Iran's armed forces have said they fired at Ukraine International Airlines flight PS752 by mistake on 8 January, killing all 176 people on board.
For the first three days after the tragedy, they denied any responsibility and the CAOI suggested there had been a technical failure.
But as evidence mounted, the Revolutionary Guards' Aerospace Force said the operator of an air defence system had mistaken the Boeing 737-800 for a US cruise missile and fired at it.
Iran's air defences had been on high alert at the time because the country had just fired ballistic missiles at two US bases in Iraq in retaliation for the killing of top Iranian general Qasem Soleimani in a US drone strike in Baghdad.
What's the latest on Iran's investigation?
In its second preliminary report on flight PS752, the CAOI identified the surface-to-air missiles fired at flight PS752 as coming from a Tor-M1 system, which Nato calls the SA-15 "Gauntlet".
However, the report stopped short of blaming the missiles for the crash, saying "the impact of these missiles on the accident and the analysis of this action is under investigation".
Security camera footage circulated on social media had suggested that the plane was struck by two missiles within 23 seconds, shortly after taking off from Imam Khomeini International Airport.
Two unverified photographs purportedly taken near the crash site, also shared on social media, had meanwhile appeared to show the debris of an anti-aircraft missile.
The CAOI report also said Iranian investigators had found it "impossible" to read the plane's flight data and cockpit voice recorders - commonly known as the "black boxes" - because they were too advanced.
They therefore sent a request for the equipment required to France's BEA air accident investigation agency and the US National Transportation Safety Board (NTSB). However, neither had "so far responded positively", the CAOI added.
"If the appropriate supplies and equipment are provided, the information can be taken out and reconstructed in a short period of time," it noted.
The Boeing 737-800 was designed and built in the US, while the plane's engine was designed by CFM International, a French-American venture owned by Safran and General Electric.
What have other countries said?
In a telephone call on Sunday, representatives of Ukraine and four other countries which lost citizens in the tragedy - Canada, Sweden, Afghanistan and the UK - agreed Iran had been "co-operating with foreign experts in the investigation to date".

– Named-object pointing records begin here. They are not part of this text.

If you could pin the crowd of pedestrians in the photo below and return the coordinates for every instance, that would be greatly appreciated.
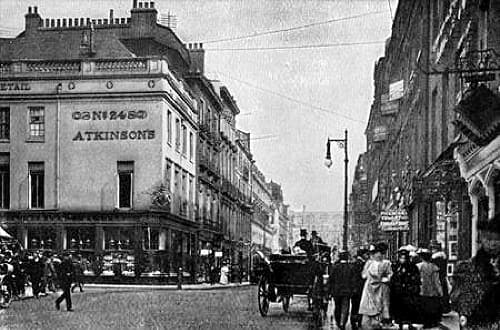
(380, 292)
(42, 271)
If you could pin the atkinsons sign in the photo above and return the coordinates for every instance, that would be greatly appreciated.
(394, 220)
(111, 135)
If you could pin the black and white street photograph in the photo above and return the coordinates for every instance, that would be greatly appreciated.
(250, 164)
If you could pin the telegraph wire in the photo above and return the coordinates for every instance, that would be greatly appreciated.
(309, 105)
(343, 44)
(294, 28)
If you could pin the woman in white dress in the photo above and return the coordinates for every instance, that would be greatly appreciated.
(374, 306)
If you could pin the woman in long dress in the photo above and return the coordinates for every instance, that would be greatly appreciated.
(375, 298)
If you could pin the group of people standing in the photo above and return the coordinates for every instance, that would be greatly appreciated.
(43, 271)
(410, 291)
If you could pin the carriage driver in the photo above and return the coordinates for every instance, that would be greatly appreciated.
(304, 244)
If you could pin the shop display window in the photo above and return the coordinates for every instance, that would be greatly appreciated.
(82, 238)
(42, 238)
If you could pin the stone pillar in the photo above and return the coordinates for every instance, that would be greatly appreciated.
(162, 240)
(490, 190)
(475, 214)
(24, 237)
(99, 238)
(63, 238)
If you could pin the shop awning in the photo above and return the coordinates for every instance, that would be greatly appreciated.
(479, 115)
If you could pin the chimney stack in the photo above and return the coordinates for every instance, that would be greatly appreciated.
(143, 17)
(33, 21)
(197, 56)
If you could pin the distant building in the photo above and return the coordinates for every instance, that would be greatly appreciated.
(327, 224)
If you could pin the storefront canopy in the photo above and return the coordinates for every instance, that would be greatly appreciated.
(479, 115)
(4, 234)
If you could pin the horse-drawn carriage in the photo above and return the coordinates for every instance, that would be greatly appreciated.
(288, 275)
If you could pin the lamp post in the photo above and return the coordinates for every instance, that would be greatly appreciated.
(342, 143)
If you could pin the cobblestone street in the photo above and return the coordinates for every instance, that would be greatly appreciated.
(126, 309)
(133, 308)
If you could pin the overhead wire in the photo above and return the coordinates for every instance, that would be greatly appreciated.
(294, 28)
(309, 105)
(342, 44)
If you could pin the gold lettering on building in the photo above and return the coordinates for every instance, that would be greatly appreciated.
(15, 86)
(109, 115)
(114, 135)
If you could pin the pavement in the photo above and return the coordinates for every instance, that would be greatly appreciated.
(201, 286)
(196, 306)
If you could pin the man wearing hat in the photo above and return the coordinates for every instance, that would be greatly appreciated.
(358, 283)
(340, 284)
(65, 277)
(439, 259)
(476, 282)
(304, 244)
(431, 291)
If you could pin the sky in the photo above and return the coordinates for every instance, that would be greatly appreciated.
(291, 99)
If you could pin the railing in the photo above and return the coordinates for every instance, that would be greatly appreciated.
(122, 65)
(53, 66)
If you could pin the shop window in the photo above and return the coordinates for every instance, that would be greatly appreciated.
(168, 173)
(184, 140)
(37, 122)
(191, 146)
(4, 123)
(177, 134)
(496, 187)
(125, 184)
(4, 185)
(169, 127)
(119, 238)
(41, 238)
(36, 182)
(82, 238)
(151, 239)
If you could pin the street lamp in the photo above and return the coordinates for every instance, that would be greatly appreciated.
(342, 143)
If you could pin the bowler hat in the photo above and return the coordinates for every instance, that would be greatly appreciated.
(492, 225)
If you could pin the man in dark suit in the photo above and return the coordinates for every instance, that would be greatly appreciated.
(341, 284)
(65, 277)
(304, 244)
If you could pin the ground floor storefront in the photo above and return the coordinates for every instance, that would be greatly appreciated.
(114, 247)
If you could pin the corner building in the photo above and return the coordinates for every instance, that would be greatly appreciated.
(98, 143)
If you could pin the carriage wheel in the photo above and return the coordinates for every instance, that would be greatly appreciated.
(263, 297)
(286, 303)
(317, 312)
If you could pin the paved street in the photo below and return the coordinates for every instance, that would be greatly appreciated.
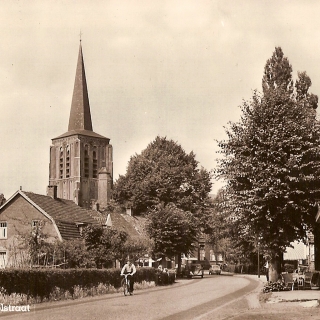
(213, 297)
(188, 299)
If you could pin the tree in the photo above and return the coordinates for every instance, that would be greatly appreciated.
(272, 162)
(163, 173)
(105, 245)
(173, 230)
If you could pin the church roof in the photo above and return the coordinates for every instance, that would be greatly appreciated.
(80, 116)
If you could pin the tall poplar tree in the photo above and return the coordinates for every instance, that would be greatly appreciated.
(272, 162)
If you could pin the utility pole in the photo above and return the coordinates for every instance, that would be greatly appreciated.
(258, 259)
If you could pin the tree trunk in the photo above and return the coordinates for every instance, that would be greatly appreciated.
(317, 246)
(179, 264)
(274, 269)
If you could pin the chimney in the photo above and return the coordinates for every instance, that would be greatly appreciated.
(52, 192)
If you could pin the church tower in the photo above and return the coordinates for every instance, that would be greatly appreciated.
(81, 164)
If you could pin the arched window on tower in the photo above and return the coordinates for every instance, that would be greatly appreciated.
(95, 164)
(61, 163)
(86, 162)
(68, 162)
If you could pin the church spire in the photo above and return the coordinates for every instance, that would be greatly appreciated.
(80, 116)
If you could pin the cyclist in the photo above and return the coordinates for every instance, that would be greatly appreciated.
(130, 268)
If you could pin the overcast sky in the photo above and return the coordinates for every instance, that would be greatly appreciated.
(178, 69)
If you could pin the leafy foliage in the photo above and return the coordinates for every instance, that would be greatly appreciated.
(105, 245)
(173, 230)
(163, 173)
(272, 160)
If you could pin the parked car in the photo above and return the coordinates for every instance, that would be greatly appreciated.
(214, 269)
(193, 270)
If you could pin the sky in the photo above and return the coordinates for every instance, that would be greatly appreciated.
(178, 69)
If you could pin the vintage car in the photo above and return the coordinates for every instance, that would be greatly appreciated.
(192, 270)
(215, 269)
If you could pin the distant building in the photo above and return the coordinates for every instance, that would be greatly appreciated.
(80, 180)
(81, 164)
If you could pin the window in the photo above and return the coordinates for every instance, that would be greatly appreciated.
(3, 259)
(68, 163)
(35, 223)
(86, 163)
(95, 165)
(202, 254)
(61, 163)
(212, 256)
(3, 230)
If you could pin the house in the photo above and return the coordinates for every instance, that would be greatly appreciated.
(59, 219)
(80, 184)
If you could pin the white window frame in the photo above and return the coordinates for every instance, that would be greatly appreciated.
(3, 259)
(3, 230)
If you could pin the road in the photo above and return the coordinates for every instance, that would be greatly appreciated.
(188, 299)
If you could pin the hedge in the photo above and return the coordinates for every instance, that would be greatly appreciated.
(42, 282)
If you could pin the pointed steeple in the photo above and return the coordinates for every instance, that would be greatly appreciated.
(80, 116)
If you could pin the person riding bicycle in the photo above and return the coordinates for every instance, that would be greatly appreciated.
(129, 268)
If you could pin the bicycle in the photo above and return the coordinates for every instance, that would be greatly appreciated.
(126, 284)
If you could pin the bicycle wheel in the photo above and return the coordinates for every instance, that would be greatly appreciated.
(125, 287)
(128, 287)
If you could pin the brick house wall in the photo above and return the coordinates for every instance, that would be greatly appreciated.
(16, 224)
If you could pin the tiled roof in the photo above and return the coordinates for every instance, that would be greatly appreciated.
(64, 210)
(66, 214)
(68, 230)
(86, 133)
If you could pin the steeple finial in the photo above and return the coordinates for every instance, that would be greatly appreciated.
(80, 116)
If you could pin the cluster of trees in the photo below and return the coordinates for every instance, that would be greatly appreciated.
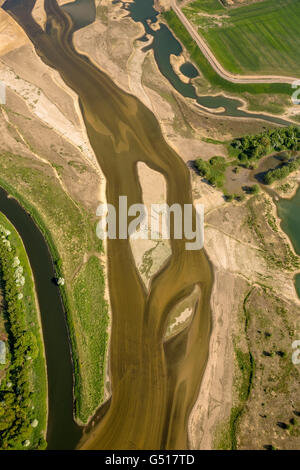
(212, 170)
(282, 171)
(16, 414)
(252, 147)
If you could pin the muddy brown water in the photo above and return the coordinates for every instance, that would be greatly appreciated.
(154, 383)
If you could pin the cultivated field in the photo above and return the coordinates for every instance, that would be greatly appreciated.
(263, 37)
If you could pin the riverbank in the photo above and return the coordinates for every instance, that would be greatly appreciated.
(32, 411)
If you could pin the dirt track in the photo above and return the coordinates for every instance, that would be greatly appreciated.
(249, 79)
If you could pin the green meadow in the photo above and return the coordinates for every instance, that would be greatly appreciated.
(260, 38)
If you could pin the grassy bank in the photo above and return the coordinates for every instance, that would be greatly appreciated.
(208, 72)
(70, 231)
(23, 389)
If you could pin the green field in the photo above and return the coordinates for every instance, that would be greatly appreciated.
(262, 38)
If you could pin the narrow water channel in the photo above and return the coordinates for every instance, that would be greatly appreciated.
(62, 432)
(154, 383)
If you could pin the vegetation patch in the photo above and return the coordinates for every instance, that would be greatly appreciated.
(259, 38)
(23, 388)
(92, 321)
(209, 73)
(70, 231)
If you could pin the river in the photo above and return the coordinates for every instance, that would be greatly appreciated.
(154, 382)
(62, 432)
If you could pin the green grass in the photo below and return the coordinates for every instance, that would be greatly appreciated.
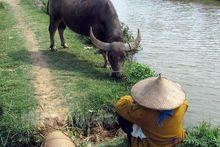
(17, 103)
(90, 91)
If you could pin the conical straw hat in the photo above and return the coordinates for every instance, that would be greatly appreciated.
(158, 93)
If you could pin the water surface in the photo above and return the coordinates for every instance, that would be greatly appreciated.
(181, 41)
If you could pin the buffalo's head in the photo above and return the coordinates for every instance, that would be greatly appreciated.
(116, 52)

But they also emphasised that it was "imperative that Iran allow for a thorough and credible international safety investigation into the causes of the crash" and that it "assume full responsibility, including by providing compensation".
The five countries also called on Iran to "move the black boxes to a facility with all of the technology and expertise required to quickly and reliably download and analyse the data without delay", as prescribed by international conventions.
On Saturday, the head of the CAOI's accident investigations unit, Hassan Rezaeifar, was quoted by the semi-official Tasnim news agency as saying the black boxes would be sent to Ukraine. But the following day Mr Rezaeifar told the state news agency, Irna: "We have no plans to send them out."
Canadian Prime Minister Justin Trudeau told reporters in Winnipeg on Tuesday that Iran did not have the technological capacity or the expertise to analyse the black boxes properly.
"There has been broad consensus in the international community that France would be the right place to send those boxes, [and] we continue to pressure Iran to do just that," he said.
Mr Trudeau announced on Saturday that the Canadian government would give 25,000 Canadian dollars ($19,100; £14,700) to the families of the 57 victims who were Canadian citizens and the 29 others who were permanent residents to help with their immediate needs.